Béatrice CASADESUS | DUTKO GALLERY LONDON

Du mercredi 09 novembre 2016 au samedi 14 janvier 2017

Dutko Gallery a le plaisir de présenter la première exposition personnelle à Londres de l’artiste Béatrice Casadesus (née en 1942). La galerie expose une douzaine de ses œuvres récentes réalisées au cours des deux dernières années. Ses tableaux grand format se présentent sous la forme de diptyques et triptyques aux couleurs contrastées, invitant le spectateur à s’immerger dans la lumière.

Le titre de l’exposition Pluies d’Or est inspiré des coulées de peinture or qui tombent en cascade sur ses toiles comme des gouttes de pluie et – par une alchimie qui tient à la fois du hasard et de la rigueur – donnent l’impression d’une vibration de la couleur.

« Je suis un peintre de l’abstration. Si ce titre « Pluies d’or » évoque bien naturellement le mythe de Danaé, c’est l’interprétation picturale qui m‘intéresse plutôt que la signification littérale de l’histoire.

Je suis inspirée bien sûr de l’histoire de l’art, en particulier des combinaisons d’or et bleu que l’on trouve chez Giotto et Fra Angelico, la richesse des couleurs du Titien, les couchers de soleil de Turner et la manière de Seurat faisant danser la lumière et la couleur sous nos yeux en utilisant les touches de couleurs. Dans mon travail, je n’utilise pas l’or pour sa nature précieuse, ou pour sa brillance étincelante ou métallique – mais plutôt pour donner vie aux autres couleurs. La couleur dorée peut les faire chanter et les faire bouger sur la toile en leur donnant de la profondeur. »

Dans les tableaux présentés lors de cette exposition, Casadesus s’est concentrée plus particulièrement sur les nuances de la couleur. Lorsque l’on visite son atelier, des livres de Turner sont ouverts aux pages présentant des couchers de soleil au côté de calepins contenant ses études de couleurs et ses croquis.
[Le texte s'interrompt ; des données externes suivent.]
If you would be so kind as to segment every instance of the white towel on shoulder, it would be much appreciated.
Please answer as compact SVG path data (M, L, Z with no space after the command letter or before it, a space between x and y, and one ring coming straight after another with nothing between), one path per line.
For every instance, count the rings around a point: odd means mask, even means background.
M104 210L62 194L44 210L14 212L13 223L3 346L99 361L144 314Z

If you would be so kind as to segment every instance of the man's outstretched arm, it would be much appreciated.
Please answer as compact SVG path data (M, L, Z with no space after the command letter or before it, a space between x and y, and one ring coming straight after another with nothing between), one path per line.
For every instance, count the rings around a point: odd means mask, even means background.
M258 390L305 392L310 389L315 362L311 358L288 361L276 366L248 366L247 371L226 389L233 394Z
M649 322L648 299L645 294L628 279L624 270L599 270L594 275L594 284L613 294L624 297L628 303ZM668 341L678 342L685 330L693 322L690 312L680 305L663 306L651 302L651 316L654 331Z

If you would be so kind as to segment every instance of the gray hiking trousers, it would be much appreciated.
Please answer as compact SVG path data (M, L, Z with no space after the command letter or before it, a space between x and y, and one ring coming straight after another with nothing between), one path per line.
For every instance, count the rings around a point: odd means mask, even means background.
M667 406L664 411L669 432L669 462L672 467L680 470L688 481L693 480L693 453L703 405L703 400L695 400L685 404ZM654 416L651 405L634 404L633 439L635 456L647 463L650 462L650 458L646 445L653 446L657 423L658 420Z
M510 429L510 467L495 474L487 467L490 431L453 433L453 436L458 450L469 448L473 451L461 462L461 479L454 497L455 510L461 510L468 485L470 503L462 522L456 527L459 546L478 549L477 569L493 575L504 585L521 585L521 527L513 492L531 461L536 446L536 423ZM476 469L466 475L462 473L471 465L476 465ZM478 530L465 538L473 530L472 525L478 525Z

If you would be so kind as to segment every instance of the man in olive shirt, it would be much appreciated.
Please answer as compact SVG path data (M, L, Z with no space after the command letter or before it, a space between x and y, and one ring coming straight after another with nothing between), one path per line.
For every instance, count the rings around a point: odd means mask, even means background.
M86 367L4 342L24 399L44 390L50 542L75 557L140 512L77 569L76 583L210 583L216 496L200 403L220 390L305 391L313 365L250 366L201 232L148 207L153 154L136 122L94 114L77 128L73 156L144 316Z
Elle cherche à saisir ce qu’elle appelle « le moment où le soleil rencontre la mer, où la lumière brille au travers de la pluie et où les couleurs viennent se fondre les unes dans les autres.

Casadesus a une approche physique, sur la matière même, de la peinture qui lui vient sans doute de ses débuts comme sculpteur (étudiante, elle a obtenu le Prix de Rome en sculpture et a travaillé dans ce domaine durant de nombreuses années). Elle travaille sur des toiles de très grande taille, non apprêtées qui correspondent aux proportions de son corps. « Il faut que je puisse les manipuler et les déplacer, et j’ai besoin de me sentir immergée, d’en faire partie. » explique-t-elle.
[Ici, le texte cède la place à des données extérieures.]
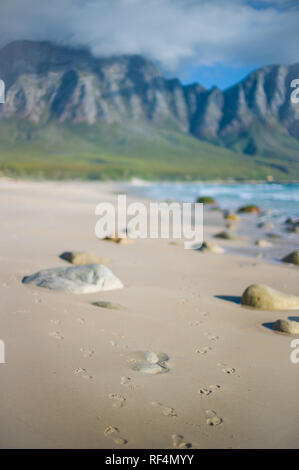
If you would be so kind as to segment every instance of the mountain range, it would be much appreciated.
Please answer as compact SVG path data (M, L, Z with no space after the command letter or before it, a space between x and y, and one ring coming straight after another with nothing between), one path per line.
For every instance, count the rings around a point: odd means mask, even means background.
M299 64L221 91L144 57L15 41L0 49L0 171L81 178L299 179Z

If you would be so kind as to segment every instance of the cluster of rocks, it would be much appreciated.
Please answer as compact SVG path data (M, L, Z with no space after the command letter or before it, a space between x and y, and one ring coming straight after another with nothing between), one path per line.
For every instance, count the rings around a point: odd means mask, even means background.
M243 292L241 304L259 310L292 310L299 309L299 297L263 284L253 284ZM281 333L299 335L299 321L279 319L273 327Z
L’artiste dissémine des pointes d’or sur toute la largeur du tableau à l’aide d’une bande de papier-bulles qu’elle utilise pour emballer ses toiles, en la trempant dans de la peinture or et en l’appliquant sur la toile. Ensuite, elle fait des coulures, brosse et jette même de la peinture sur la toile en couches successives. Cette technique permet de voiler quelque peu les points de peinture et Béatrice Casadesus, par un mouvement de rotation, fait glisser la couleur en surface jusqu’à obtenir l’effet désiré. Pour voir plus d’images de son travail, veuillez cliquer ici.

Si l’œuvre de Béatrice Casadesus est relativement nouvelle pour le public britannique, l’artiste s’est forgée une solide réputation au cours de ces trente dernières années et est reconnue en France. Ses tableaux ont été largement exposés, tout dernièrement au Musée barrois et en 2014, à l’Espace Saint-Louis à Bar le Duc ainsi qu’au musée de Brou à Bourg-en-Bresse. Une exposition de son œuvre aura lieu en décembre 2017 au Palais du Roi de Rome à Rambouillet. Béatrice Casadesus s’intéresse également beaucoup au tissage et aux textiles (elle a conçu des tissus spéciaux pour des installations récentes et elle a créé une tapisserie pour la Manufacture des Gobelins à Paris). Ses œuvres font partie de grandes collections comme celle du Centre Georges Pompidou, de la Bibliothèque nationale et de nombreux musées régionaux français, ainsi que des collections privées en France, à Tokyo, à Hong Kong, à Londres, à Bruxelles et à New York.